The potential viruses associated with EF and TB Ca. Chlorobium antarcticum were determined using the CRISPR spacers and repeats in metagenome IMG CRISPR annotation files, as well as the data in an Antarctic virus catalogue and IMG/VR spacer database, as described previously [19]. The Antarctic virus catalogue contained a list of viral contigs identified in a range of Antarctic metagenomes, along with their viral cluster or singleton designations, and the IMG/VR spacer database contained a list of spacer sequences and their matches to host contigs [128]; the construction of these two databases was described previously [19]. The databases did not include TB metagenome data as these metagenomes were not available at the time the databases were created. To identify TB viral contigs, all TB assembled contigs were aligned to the Antarctic virus catalogue using the blastn module of BLAST+ v2.9.0, with e-value 10−3 and ≥ 97% alignment identity. A total of 995 TB contigs with ≥ 1000-bp alignment length and 100% identity across the whole length of either the query contig or the reference viral contig were considered to be TB viral contigs; this approach to identifying TB viral contigs from matches to the Antarctic virus catalogue is not as rigorous as might be achieved using the virus identification pipeline [129].

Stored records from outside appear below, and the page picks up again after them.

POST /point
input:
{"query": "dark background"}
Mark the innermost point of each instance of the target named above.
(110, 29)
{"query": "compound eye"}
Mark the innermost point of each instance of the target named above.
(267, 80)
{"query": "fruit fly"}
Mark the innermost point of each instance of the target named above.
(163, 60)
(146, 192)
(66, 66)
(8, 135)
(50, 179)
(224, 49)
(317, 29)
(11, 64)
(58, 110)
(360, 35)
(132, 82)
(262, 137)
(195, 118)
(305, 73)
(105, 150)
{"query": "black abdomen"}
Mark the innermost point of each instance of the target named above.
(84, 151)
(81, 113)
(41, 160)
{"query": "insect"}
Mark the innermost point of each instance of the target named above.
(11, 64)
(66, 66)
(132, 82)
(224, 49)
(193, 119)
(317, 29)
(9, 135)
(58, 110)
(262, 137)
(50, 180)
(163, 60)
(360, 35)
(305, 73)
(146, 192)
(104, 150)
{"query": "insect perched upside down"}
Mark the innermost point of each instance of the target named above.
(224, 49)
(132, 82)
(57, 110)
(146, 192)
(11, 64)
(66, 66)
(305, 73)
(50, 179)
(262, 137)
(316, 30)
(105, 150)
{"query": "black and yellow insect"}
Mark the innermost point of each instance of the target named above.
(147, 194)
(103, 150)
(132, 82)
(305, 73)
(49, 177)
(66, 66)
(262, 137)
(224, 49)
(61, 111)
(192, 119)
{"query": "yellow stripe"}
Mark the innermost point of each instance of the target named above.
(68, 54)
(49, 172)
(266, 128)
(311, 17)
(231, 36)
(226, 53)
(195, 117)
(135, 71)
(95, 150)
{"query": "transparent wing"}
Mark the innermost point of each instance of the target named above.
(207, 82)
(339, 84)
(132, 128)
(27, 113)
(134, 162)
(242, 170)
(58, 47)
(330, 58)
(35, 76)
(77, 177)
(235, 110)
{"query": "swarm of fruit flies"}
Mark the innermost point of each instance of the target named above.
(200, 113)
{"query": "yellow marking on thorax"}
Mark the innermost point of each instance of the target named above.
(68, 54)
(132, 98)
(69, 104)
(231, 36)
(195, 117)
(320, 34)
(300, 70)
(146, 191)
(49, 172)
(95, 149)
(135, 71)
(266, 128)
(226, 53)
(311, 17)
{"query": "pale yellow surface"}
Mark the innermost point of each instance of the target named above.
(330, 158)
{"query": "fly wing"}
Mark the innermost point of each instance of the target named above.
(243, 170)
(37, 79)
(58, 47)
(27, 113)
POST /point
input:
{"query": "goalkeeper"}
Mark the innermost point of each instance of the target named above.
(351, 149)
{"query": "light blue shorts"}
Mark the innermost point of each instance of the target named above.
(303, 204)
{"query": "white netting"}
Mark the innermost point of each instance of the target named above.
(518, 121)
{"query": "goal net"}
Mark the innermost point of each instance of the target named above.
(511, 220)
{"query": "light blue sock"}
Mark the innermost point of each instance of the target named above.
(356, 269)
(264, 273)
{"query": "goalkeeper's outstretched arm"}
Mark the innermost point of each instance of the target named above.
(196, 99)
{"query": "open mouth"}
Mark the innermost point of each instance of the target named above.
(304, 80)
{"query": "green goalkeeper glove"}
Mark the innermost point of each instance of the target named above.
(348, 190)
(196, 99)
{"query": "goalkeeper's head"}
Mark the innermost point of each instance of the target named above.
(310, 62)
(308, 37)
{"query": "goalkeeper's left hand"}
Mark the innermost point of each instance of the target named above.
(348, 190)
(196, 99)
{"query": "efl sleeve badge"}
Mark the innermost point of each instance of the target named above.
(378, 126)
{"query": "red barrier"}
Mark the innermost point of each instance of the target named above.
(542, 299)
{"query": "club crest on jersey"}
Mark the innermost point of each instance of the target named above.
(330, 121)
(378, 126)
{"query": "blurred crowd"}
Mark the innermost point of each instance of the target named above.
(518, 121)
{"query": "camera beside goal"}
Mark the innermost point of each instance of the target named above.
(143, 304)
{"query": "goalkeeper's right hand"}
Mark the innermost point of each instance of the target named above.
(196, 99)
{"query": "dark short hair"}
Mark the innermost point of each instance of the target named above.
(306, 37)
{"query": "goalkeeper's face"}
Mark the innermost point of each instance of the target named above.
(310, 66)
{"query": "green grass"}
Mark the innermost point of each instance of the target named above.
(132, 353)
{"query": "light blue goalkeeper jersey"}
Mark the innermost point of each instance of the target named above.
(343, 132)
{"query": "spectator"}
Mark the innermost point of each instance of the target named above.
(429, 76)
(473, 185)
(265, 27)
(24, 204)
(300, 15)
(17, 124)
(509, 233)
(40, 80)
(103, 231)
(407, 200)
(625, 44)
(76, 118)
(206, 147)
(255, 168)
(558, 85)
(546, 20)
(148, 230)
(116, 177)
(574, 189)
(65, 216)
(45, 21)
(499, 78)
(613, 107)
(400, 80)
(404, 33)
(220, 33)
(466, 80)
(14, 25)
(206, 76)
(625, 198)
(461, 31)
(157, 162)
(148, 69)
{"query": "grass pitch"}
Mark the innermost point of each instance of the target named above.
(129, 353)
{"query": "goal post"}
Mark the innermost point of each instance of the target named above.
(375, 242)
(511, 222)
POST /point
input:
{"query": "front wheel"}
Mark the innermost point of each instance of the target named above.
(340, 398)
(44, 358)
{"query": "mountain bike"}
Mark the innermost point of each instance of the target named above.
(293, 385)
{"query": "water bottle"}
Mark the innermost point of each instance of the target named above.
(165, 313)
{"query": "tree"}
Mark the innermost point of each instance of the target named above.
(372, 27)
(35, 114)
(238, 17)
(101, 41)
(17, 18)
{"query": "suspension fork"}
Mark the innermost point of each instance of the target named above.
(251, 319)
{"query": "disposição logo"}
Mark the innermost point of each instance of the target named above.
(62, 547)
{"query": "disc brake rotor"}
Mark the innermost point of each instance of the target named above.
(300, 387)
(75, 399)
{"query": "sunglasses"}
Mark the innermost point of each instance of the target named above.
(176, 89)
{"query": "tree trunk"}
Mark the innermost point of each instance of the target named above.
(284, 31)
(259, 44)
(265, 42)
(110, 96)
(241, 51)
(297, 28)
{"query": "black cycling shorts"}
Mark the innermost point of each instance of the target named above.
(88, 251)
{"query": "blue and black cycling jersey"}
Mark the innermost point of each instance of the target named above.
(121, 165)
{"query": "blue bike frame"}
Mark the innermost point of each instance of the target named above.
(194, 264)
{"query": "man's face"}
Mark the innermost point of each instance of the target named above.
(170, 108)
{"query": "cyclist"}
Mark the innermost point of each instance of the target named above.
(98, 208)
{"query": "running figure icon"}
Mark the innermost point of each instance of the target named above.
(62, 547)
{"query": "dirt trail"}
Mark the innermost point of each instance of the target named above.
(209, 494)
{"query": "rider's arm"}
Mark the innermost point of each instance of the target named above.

The Ca. Chlorobium antarcticum CRISPR spacers in EF and TB metagenomes were identified from the Ca. Chlorobium antarcticum MAGs and Chlorobium OTU refined bins (Additional file 1: Table S10). CRISPR arrays tended to be present at the ends of contigs, possibly indicative of assembly constraints caused by sequence repeats. To potentially capture a greater number of spacers, TB MAGs derived from assembly of non-error corrected reads (IMG Genome IDs: 3300038786, 3300039186) were also analysed. The viral contigs potentially associated with EF and TB Ca. Chlorobium antarcticum were determined by aligning the Chlorobium spacer sequences to viral contigs in the Antarctic virus catalogue and to TB viral contigs using the ‘megablast’ option of BLAST+ v2.9.0, with e-value 10−3 and ≥ 97% alignment identity. The data in the Antarctic virus catalogue were used to assign viral cluster or singleton designations to the potential Ca. Chlorobium antarcticum viral contigs. This approach to assessing virus-host relationships was described previously [19].